Freescale Semiconductor SC140 specifications Memory Interface, Bit Allocation in MOVE.L D0.eD1.e

Memory Interface

The extension bits of the even data register occupy bits 0 to 8 (bit 8 is the limit bit). The extension bits of the odd register occupy bits 16 to 24 (bit 24 is the limit bit) as described in Figure 2-18.

Moves from memory to an extension are only to single registers. However, they are also 32-bit wide and implicitly assume the bit allocation described above according to the register number (odd or even). For example, move.l $4F42,d3.E is the instruction for moving bits 24:16 from the memory location addressed by $4F42 to the limit bit and extension bits of the odd register d3. See Appendix A, “Move Long Word (AGU) MOVE.L,” , for more information about the moves to and from extension registers.

2.4 Memory Interface

The SC140 core interfaces to memory via the following:

•32-bit program memory address bus (PAB) and 128-bit program memory data bus (PDB)

•32-bit data memory address bus A (XABA) and 64-bit data memory data bus A (XDBA)

•32-bit data memory address bus B (XABB) and 64-bit data memory data bus B (XDBB)

•Control signals such as read and write access strobes as well as access width control

The SC140 does not specify a memory subsystem architecture, only the minimum requirements for correct execution of SC140 code. Listed below are requirements for all memory designs that interface with the SC140 core.

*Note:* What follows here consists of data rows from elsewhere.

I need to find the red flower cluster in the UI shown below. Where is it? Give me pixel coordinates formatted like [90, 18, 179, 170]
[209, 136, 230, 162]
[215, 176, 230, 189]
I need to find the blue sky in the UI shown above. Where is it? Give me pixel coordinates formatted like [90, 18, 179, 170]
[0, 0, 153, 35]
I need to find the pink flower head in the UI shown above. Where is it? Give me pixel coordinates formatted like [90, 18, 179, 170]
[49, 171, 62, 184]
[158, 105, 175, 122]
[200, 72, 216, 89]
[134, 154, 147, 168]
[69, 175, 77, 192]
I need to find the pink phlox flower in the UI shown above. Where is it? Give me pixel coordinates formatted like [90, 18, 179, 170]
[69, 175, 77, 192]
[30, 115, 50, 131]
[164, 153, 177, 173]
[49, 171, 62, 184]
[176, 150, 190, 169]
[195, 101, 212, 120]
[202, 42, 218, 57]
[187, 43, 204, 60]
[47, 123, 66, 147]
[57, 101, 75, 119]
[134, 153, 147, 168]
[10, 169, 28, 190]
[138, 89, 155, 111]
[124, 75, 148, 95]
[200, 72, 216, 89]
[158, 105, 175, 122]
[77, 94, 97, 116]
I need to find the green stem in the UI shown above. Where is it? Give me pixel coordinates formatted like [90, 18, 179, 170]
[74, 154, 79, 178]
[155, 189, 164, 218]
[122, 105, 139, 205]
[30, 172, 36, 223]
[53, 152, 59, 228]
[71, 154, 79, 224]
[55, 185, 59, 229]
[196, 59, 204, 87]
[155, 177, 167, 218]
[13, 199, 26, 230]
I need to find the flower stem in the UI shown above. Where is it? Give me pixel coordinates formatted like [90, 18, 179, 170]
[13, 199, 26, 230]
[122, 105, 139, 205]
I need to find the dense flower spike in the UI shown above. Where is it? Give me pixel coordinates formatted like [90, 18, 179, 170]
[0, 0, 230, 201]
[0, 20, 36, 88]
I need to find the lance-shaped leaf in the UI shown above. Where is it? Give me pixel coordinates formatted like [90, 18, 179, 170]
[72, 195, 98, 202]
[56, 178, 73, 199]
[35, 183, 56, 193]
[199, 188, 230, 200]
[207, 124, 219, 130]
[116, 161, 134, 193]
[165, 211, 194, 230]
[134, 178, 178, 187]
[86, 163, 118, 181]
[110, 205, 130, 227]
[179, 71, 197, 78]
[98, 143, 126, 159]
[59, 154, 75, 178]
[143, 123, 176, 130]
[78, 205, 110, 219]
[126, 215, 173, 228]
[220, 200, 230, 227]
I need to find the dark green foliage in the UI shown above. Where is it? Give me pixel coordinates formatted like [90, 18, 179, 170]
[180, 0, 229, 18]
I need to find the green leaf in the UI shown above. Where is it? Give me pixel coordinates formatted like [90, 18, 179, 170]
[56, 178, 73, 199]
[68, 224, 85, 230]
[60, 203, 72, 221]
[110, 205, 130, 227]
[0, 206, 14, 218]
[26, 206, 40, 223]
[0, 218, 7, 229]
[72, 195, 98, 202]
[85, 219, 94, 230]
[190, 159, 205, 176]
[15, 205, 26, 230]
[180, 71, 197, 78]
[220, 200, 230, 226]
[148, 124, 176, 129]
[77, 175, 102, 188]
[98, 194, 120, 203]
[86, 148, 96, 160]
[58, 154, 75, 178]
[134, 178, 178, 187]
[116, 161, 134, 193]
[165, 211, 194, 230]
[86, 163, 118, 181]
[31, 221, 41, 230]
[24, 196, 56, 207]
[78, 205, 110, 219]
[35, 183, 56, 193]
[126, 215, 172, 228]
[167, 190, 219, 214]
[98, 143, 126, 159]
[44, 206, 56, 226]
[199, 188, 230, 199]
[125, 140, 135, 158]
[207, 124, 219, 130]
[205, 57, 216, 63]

•The SC140 core supports only unified memory designs. Memory is regarded as a single space. There is no distinction between program memory locations and data memory locations. Each memory location possesses a unique address that can be accessible from either the program or data buses. From the core’s perspective, there is only one memory address “a,” which can hold either data or program information.

•Data must be byte-addressable and accessible by the two data memory buses.

•All data width accesses used by the SC140 core must be supported by the memory such as byte (8 bits), word (16 bits), long word (32 bits), or double-long word and four-word (64 bits). One of four control signals will indicate to the memory which access width is needed for each access.

•Multi-byte memory accesses must support both endian modes.